As is evidenced by the ACMP conference and articles from countless business publications, agility is the latest destination for those interested in change. If change were a high school, agility would be its homecoming queen. Given my desperate need for a personal and professional life workout, I wanted to jump on the agile bandwagon. But how?
In his presentation at ACMP, Chris Worley defined agility as “The ability to make timely, effective, and sustained changes.” When Prosci talks about organizational agility, they are talking about the organization having a streamlined system for change, as well as employees that are “constantly prepared and ready to respond to change with an inherent resilience that makes it more durable.” In other words, agility is a process thing, but it’s also a people thing.
Clearly there are processes that grease the skids of change.

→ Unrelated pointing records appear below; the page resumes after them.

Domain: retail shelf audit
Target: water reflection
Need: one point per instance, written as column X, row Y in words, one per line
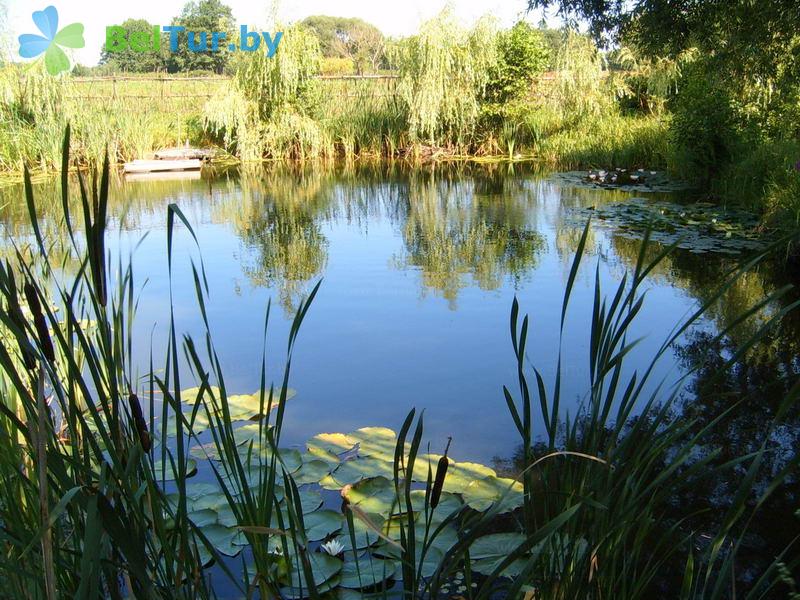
column 420, row 268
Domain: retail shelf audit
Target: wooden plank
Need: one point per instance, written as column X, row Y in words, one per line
column 151, row 166
column 183, row 153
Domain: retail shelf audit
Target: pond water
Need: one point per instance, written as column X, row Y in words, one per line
column 419, row 268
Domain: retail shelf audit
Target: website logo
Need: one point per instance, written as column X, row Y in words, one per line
column 51, row 41
column 118, row 39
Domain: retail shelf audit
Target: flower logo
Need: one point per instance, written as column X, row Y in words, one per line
column 51, row 40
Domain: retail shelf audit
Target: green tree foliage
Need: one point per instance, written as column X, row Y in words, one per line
column 128, row 60
column 349, row 38
column 522, row 55
column 445, row 70
column 199, row 16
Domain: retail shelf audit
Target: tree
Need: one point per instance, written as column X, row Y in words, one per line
column 522, row 55
column 130, row 61
column 351, row 38
column 202, row 16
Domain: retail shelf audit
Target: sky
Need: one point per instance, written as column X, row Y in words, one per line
column 393, row 18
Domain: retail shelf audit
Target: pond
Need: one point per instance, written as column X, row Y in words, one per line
column 419, row 268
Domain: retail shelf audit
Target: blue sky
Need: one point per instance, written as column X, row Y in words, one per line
column 393, row 18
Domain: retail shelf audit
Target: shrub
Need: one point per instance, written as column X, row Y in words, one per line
column 703, row 124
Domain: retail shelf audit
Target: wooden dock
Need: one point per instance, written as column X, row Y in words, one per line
column 154, row 166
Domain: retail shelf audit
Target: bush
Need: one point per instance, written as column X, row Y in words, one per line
column 522, row 56
column 333, row 65
column 703, row 125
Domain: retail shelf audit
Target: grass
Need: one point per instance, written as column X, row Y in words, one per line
column 95, row 493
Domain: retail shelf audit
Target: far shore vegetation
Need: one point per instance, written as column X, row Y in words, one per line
column 625, row 95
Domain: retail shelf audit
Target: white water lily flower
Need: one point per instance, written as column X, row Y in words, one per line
column 334, row 547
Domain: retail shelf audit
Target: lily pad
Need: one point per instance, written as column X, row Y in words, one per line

But what about personal agility? For instance, I know that I will have a better chance of losing the extra few pounds that found me last winter if I share my goal to lose them, explain why the goal is important to me (fit back into my shorts), ask for help (please stop putting food in the kitchen at work), and surround myself with everything from books to social events (at the gym) that keep me focused. I might track my progress and create some simple rewards for myself along the way. The more I do this, tweaking each success and improving, the more success I’ll have.
To make positive changes in our personal or work lives, we need to figure out how to be “individuals who are continually able to give up skills, perspectives, and ideas that are no longer relevant, and learn new ones that are.” This quote is from the The Center for Creative Leadership, which calls this “Learning Agility.” Korn/Ferry has also identified “Learning Agility” as a key skill of effective leaders, a component of which they define as “Change Agility.” Basically, both suggest that people who are agile are open to new ideas, think creatively about how to solve problems, take risks in order to learn, stay cool under pressure, and rather than becoming defensive in the face of challenges, move forward in spite of them. The metaphors are everywhere: employees as agents, as armies, as engines, as high-performing teams. If we could just figure out how to be open to change.
So here is my goal for 2014 (sooo much easier to achieve with only 6 months left): I will fulfill the legend of the agile. I will be both prepared and resilient! I will be more creative in the way I approach challenges, thinking not, “you’re nuts I’m going back to bed,” rather, “what if?” and “why not?” I’m going to learn something new even if I have to risk looking foolish doing it. And just to clarify, I often look foolish even when I already know how to do something, so you’ll have to take my word for it that I’m in “change and learn” mode. I will go to my happy place under pressure, practicing deep breathing techniques worthy of a yogi or a Lamaze instructor. What the heck? I might even go to your happy place while I’m out and about! And I will not once sing along to that Billy Joel song, “Don’t Go Changin’’ – no matter what elevator it is playing in and no matter how cheerful I am when in that elevator. I will be neither defensive nor offensive. I will be like the Swiss – a very neutral, creative, open, unpressured agent of change. That will be me. Only not Swiss Miss, because that darn hot cocoa is what got me into this mess in the first place.